Skin cell turnover starts to slow down in your 20s and 30s, leaving your skin more prone to dryness and fine lines. Because of this, it’s all the more important that you protect your moisture barrier as you age — aim to wash your face with cool or warm (but not hot) water to prevent additional dryness and damage.

Revamp Your Diet

You are what you eat, and your diet and lifestyle choices will eventually show their stripes on your skin. Maintaining a healthy diet is one of the best ways to support your overall skin health.

Since breakouts can be a result of easily-clogged pores, following a diet filled with foods that promote blemish-free skin is an excellent way to encourage clear-looking skin. Aim to incorporate foods that are high in antioxidants, vitamins and minerals, and healthy fats.

Antioxidants can be found in berries and citrus fruits, and they can be especially helpful for working to soothe skin, support the skin surface, and maintain skin health during exposure to irritants and stressors.

Incorporating a wide range of vitamin- and nutrient-dense foods can have a positive effect on your total wellness and skin health. Try to avoid excess sugar, dairy, and unsaturated fats that are known to cause or worsen breakouts.

Take Your Makeup Off Before Bed

Don’t skip the crucial step of taking off your makeup before going to sleep — leftover makeup is a prime cause of clogged pores.

Clients with all skin types may find they wake up to a layer of oil in the morning, especially in their T-zone.

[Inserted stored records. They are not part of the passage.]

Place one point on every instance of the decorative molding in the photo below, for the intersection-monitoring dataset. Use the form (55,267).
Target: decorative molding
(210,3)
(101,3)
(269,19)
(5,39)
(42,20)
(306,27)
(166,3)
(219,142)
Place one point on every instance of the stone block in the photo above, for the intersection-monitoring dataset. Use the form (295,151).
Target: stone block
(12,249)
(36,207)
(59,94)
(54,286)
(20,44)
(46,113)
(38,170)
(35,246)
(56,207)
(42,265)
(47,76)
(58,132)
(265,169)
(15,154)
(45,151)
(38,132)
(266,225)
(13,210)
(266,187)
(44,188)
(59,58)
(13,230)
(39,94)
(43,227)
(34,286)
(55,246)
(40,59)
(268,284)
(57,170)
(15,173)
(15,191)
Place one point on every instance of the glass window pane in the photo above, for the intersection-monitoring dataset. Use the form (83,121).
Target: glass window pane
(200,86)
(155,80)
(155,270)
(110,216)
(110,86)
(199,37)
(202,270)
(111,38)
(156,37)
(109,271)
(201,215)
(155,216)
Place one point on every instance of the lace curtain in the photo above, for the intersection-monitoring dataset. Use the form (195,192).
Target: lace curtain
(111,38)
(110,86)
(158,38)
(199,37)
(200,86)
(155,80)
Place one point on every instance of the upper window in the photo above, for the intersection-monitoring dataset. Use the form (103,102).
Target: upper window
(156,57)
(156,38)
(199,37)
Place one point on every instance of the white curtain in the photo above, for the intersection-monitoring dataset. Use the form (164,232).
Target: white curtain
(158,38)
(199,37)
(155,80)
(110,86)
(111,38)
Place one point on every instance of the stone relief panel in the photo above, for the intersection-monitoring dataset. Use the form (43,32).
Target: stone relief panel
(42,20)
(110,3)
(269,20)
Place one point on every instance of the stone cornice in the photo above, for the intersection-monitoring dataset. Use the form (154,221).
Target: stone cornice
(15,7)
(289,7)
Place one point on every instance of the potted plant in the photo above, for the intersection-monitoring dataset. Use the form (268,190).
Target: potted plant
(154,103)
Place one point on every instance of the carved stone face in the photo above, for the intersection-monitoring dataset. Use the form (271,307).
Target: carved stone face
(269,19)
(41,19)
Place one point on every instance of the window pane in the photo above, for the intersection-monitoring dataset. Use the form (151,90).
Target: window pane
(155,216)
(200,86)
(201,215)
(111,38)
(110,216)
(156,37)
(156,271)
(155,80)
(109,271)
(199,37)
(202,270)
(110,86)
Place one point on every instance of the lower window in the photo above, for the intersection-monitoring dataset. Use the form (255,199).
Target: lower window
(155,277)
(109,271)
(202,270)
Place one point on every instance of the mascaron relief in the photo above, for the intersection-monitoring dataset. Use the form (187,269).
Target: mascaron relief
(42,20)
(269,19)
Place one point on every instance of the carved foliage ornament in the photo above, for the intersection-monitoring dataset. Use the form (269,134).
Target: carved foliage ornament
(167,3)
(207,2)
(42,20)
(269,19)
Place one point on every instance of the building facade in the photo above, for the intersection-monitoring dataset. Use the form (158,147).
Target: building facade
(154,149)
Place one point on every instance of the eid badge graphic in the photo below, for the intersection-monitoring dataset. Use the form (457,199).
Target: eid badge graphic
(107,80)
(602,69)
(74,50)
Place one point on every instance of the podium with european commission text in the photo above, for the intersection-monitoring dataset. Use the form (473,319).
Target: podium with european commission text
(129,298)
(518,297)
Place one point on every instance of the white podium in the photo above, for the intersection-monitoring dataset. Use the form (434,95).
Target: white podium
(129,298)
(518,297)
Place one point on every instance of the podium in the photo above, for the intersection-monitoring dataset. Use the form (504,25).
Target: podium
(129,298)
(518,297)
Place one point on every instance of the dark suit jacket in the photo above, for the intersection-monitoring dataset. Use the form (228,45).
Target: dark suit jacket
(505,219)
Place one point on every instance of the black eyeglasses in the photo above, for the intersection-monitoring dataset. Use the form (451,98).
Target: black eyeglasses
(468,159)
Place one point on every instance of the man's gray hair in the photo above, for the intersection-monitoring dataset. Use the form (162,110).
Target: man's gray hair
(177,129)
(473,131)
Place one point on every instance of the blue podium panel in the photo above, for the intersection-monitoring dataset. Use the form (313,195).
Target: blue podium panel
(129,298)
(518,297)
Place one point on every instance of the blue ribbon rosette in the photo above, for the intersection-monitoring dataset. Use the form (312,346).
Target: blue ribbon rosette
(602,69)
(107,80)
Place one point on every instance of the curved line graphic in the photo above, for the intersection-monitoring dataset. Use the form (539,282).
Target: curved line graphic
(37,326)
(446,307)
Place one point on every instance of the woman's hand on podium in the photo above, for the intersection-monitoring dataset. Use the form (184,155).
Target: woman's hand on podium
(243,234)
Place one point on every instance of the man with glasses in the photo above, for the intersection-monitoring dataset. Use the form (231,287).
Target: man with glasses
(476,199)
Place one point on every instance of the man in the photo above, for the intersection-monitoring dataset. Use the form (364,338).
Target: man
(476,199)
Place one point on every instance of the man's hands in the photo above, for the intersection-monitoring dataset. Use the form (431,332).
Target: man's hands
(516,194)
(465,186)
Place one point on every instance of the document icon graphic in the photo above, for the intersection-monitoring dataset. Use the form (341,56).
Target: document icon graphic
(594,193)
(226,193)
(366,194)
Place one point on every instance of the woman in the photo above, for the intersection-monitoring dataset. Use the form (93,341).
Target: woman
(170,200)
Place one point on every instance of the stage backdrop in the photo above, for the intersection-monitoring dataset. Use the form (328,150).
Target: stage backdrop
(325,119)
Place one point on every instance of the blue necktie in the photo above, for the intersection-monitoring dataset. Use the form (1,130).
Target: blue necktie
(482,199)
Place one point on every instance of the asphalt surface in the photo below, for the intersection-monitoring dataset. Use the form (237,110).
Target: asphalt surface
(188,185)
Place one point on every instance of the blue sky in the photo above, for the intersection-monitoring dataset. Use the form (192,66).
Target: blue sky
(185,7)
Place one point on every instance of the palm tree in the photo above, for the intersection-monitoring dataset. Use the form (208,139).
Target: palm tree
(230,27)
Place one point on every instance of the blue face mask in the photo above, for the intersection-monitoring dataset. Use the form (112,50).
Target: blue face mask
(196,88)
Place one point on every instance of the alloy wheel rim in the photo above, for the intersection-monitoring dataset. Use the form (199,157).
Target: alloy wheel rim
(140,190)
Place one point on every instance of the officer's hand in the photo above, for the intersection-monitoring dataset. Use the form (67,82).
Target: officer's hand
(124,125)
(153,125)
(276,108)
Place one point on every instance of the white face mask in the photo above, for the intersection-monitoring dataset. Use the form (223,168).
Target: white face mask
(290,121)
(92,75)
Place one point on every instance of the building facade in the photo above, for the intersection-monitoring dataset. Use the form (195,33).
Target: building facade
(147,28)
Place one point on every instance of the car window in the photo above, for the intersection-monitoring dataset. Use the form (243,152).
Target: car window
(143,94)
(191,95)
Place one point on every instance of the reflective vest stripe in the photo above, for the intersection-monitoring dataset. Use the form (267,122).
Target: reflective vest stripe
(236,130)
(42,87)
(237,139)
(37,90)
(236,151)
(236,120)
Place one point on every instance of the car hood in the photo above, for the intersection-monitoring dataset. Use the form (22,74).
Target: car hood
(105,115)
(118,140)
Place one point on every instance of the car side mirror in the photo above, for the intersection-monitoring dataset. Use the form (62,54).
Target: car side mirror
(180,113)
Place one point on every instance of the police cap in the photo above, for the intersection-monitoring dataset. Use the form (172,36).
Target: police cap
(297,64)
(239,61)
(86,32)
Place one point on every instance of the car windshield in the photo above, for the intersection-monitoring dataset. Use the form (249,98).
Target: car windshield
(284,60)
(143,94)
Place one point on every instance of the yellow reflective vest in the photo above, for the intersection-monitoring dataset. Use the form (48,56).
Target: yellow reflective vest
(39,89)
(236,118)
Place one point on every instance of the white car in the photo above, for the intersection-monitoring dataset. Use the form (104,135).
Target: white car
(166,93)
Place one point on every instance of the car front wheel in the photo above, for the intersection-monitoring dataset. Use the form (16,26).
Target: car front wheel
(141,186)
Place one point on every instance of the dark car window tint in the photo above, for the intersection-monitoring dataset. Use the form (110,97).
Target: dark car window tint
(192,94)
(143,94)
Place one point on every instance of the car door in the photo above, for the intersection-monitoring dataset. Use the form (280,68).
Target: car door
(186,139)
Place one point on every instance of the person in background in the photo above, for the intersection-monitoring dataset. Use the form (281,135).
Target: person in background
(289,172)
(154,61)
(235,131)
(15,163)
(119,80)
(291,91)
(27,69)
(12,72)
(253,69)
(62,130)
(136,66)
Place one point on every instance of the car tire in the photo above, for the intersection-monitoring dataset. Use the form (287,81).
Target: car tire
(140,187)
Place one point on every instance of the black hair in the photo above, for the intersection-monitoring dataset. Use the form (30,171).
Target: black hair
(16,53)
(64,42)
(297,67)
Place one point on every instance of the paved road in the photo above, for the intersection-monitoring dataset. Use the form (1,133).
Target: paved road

This might be due to an increase in sebum production overnight in oily skin, or excess dryness creating oil during the night — both of which leftover makeup has the potential to exacerbate.

To prevent accelerated oiliness in the morning and avoid waking with clogged pores, make sure you remove your makeup and incorporate a lightweight hydrating lotion as a final step before bed.

Those with oily or combination skin may want to look for non-comedogenic (meaning it won’t clog your pores) makeup removers and moisturizers. Augustinus Bader’s The Light Cream refreshes and hydrates skin, reduces the appearance of pores, and helps soothe signs of redness without contributing to excess sebum.

Exfoliate

Exfoliation helps remove dead skin and other impurities from your complexion to improve skin texture and minimize the look of pores. Regular exfoliation can help skin look brighter, clear dirt and grime out of pores, and promote the look and feel of smoother skin.

Alpha-hydroxy acids (AHA) and beta-hydroxy acids (BHA) are chemical exfoliants generally accepted as safe for a variety of skin types — they’re gentle, but effective. Glycolic acid, mandelic acid, and lactic acid are all AHAs, while the most common BHA is salicylic acid.

The main difference is that BHAs are oil-soluble and penetrate the skin and pores, while AHAs are water-soluble and primarily address the surface of your skin. Incorporate an exfoliating serum that boosts cell turnover, like the SkinCeuticals Cell Cycle Catalyst, into your routine to keep your complexion looking radiant.

The Bottom Line

Minimizing the appearance of your pores comes down to some simple skincare steps and products like cleansers, toners, and moisturizers that support cell turnover and help keep your pores clear.